Having travelled widely in Italy during his youth, when he befriended the celebrated archaeologist and diplomat William Hamilton, Payne Knight became, upon his return to England, a keen Classics scholar and a leading authority on ancient art, although his reputation was tarnished towards the end of his life by his vociferous criticism of the Elgin marbles. In 1786, he published his notorious Discourse on the Worship of Priapus, in which he sought to recover the importance of ancient phallic cults. Knight's most influential book, An Analytical Inquiry into the Principles of Taste, was published in 1805. He served as a prominent member of the Society of Dilettanti and was a keen collector.

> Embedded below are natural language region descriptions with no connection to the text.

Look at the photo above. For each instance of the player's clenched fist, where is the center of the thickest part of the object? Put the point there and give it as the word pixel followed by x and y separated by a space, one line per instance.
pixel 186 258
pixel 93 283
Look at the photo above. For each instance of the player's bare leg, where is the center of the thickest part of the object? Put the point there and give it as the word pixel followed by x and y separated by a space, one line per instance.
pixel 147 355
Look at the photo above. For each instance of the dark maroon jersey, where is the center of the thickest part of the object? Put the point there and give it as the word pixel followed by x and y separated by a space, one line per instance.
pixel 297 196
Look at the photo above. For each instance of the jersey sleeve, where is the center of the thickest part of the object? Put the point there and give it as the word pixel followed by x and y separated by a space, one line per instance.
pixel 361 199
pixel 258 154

On his death in 1824, he bequeathed to the British Museum a magnificent collection of antique coins, medals and bronzes, and a vast ensemble of 1,144 Old Master drawings, which transformed the museum’s holdings.
Less well-known was the heterogeneous group of paintings he amassed at his estate of Downton, Shropshire, which included works of remarkable quality and variety, notably Rembrandt’s late masterpiece of Saint Bartholomew (1661; Los Angeles, J. Paul Getty Museum), Mantegna’s Adoration of the Shepherds (c.1450; New York, The Metropolitan Museum of Art) and Adam Elsheimer’s copper, Il Contento (c.1607; Edinburgh, National Galleries of Scotland); a work that bears some conspicuous parallels - if not in terms of scale - with the present panel, notably for its composition, theatrical lighting and highly polished surface. When Knight acquired the Elsheimer is unclear, but it is tempting to imagine that either Westall was introduced to the German master’s picture by his patron or, alternatively, the latter acquired the copper because it recalled this much-prized commission from Westall. Payne Knight was also a leading exponent of the Picturesque movement in country house architecture and landscaping. Following picturesque principles, at Downton he oversaw the construction in 1773-4 of a castle with an asymmetrical plan. His design of surrounding gardens was inspired by the work of Claude, Gaspard Dughet and the great Dutch masters Meindert Hobbema and Jacob van Ruisdael.